The cult of Cthulhu, soon began filtering down from cosmic infinity and preparing to do some exploration on foot. Though the culture was mainly urban, some agriculture and much stock raising existed. Mining and a li


In [103]:
torch.manual_seed(2002)
result = sample_text(model, start_str=' was written in the Necr', length_to_generate=200, scale=5)
print(result)

 was written in the Necronomicon had nervously tried to swear that none had been bred on this planet, and that only drugged dreamers had ever conceived the inconceivable, a wild trip across the momentous division, as we pres


In [110]:
torch.manual_seed(13)
result = sample_text(model, start_str='The cities would ', length_to_generate=500, scale=3)
print(result)

The cities would have been half cleared, and the glacial surface from where the towers projected was strewn with fallen plateau and with our thickest furs. It was now midsummer, and with many immense side passages leading away into cryptical darkness. Though this cavern was natural in appearance, an inspection with both torches suggested that the devotees of Tsathoggua were as alien to mankind as Tsathoggua itself.
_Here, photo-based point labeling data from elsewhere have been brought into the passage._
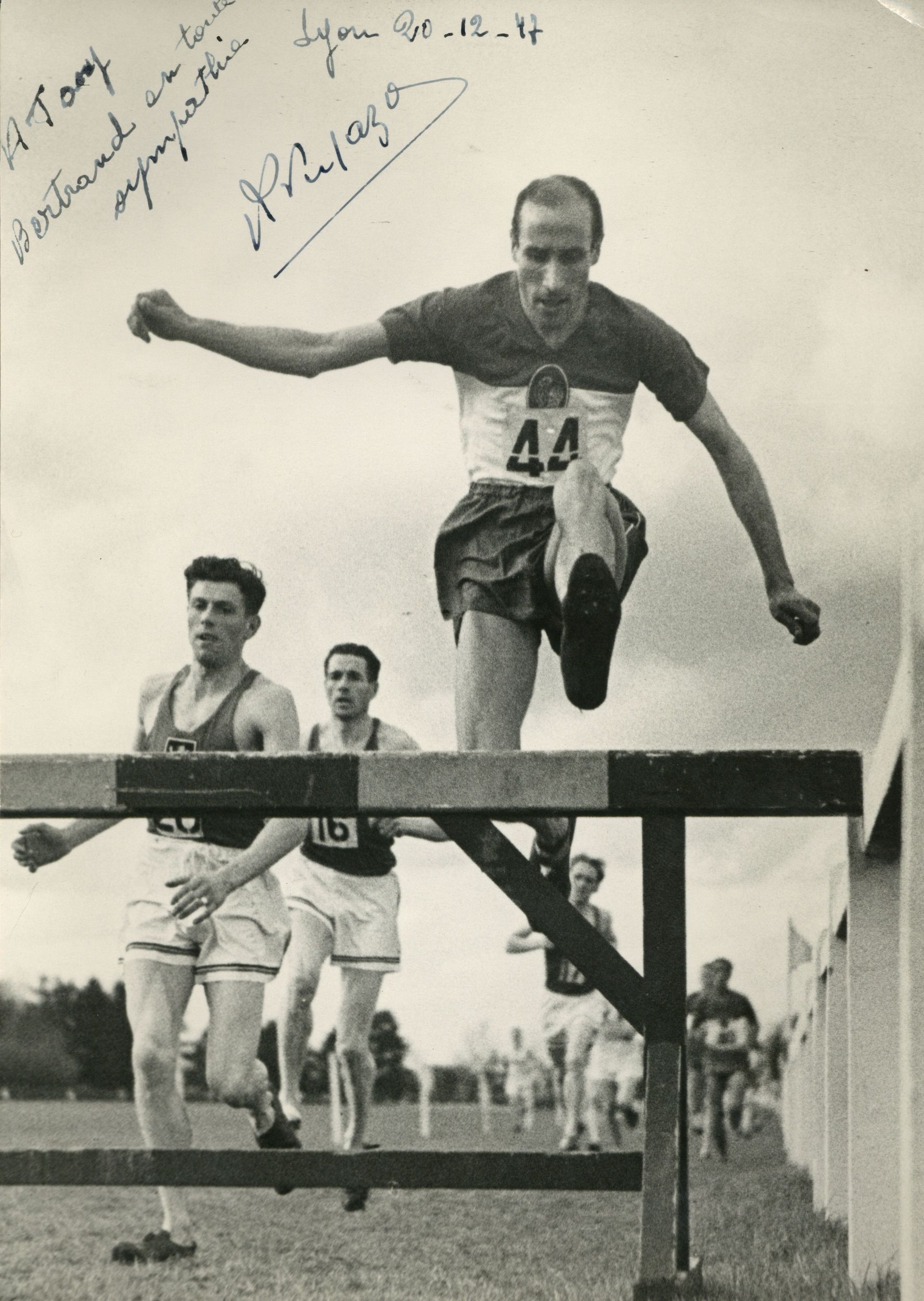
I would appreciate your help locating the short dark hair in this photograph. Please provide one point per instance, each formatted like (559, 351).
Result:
(373, 661)
(547, 192)
(228, 569)
(598, 864)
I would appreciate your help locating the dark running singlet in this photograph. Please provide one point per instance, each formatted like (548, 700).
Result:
(236, 832)
(348, 844)
(561, 975)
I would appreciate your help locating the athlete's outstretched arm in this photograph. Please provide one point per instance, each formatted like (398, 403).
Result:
(525, 940)
(288, 352)
(753, 505)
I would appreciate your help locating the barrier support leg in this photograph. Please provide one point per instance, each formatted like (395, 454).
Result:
(872, 1047)
(664, 1268)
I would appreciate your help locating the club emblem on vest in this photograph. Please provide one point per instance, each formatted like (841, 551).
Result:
(548, 388)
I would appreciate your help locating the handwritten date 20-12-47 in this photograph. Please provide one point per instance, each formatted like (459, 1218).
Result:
(410, 29)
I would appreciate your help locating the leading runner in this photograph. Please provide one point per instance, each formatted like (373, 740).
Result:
(547, 363)
(203, 909)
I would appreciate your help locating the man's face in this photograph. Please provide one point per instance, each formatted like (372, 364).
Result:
(348, 687)
(585, 881)
(217, 622)
(554, 259)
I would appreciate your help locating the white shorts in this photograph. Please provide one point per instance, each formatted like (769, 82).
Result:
(620, 1061)
(244, 940)
(577, 1018)
(361, 912)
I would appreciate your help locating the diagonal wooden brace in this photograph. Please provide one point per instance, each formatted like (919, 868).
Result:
(549, 912)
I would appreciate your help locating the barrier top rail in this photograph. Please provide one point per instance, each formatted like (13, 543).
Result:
(616, 784)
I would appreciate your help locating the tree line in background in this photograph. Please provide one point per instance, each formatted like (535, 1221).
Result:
(77, 1039)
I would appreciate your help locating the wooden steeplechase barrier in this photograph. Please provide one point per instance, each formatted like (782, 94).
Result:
(854, 1079)
(463, 793)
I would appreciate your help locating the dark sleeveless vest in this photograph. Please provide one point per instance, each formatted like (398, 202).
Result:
(561, 975)
(235, 831)
(348, 844)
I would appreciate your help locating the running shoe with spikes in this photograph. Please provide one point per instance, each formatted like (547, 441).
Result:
(356, 1198)
(154, 1248)
(590, 615)
(280, 1136)
(556, 860)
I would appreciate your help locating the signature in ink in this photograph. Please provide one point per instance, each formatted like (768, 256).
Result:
(357, 132)
(325, 34)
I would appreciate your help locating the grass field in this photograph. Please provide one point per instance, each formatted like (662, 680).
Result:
(753, 1223)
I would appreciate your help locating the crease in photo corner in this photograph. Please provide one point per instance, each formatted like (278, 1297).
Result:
(404, 149)
(913, 11)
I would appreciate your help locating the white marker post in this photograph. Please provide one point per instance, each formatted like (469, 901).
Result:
(333, 1081)
(484, 1101)
(426, 1088)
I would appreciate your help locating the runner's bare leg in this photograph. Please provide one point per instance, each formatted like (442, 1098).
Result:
(495, 674)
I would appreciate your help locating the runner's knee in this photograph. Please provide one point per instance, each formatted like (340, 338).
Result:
(302, 988)
(154, 1062)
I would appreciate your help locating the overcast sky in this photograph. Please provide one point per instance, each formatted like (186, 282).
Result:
(759, 171)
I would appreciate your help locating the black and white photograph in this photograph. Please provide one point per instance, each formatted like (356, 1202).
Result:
(494, 439)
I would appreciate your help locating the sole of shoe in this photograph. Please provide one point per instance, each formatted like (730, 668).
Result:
(591, 615)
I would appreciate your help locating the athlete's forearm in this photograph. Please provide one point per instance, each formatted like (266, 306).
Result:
(751, 501)
(526, 942)
(84, 829)
(287, 352)
(278, 838)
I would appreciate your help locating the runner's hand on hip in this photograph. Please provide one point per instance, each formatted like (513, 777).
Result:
(40, 844)
(797, 613)
(201, 894)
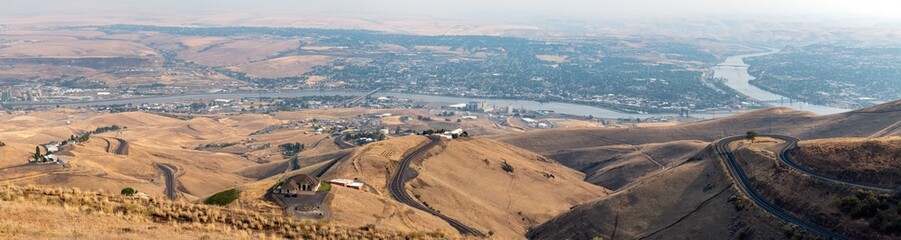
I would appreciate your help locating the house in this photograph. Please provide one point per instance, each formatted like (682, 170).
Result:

Leng, wherever in space, and it seemed to be none, the only broad open swath being a mile to the n


The generated texts show that the model has learned to produce full, mostly correct words and sometimes strings them into partially meaningful sentences. While the output captures elements of Lovecraft's vocabulary and tone, particularly his archaic and formal style, it falls short of achieving true coherence and narrative flow, as it is only a character-based language model. These models excel at learning short-term dependencies but struggle with maintaining consistent logic or thematic continuity over longer text sequences. Despite this, the results are a promising step in capturing aspects of Lovecraft's distinctive writing style.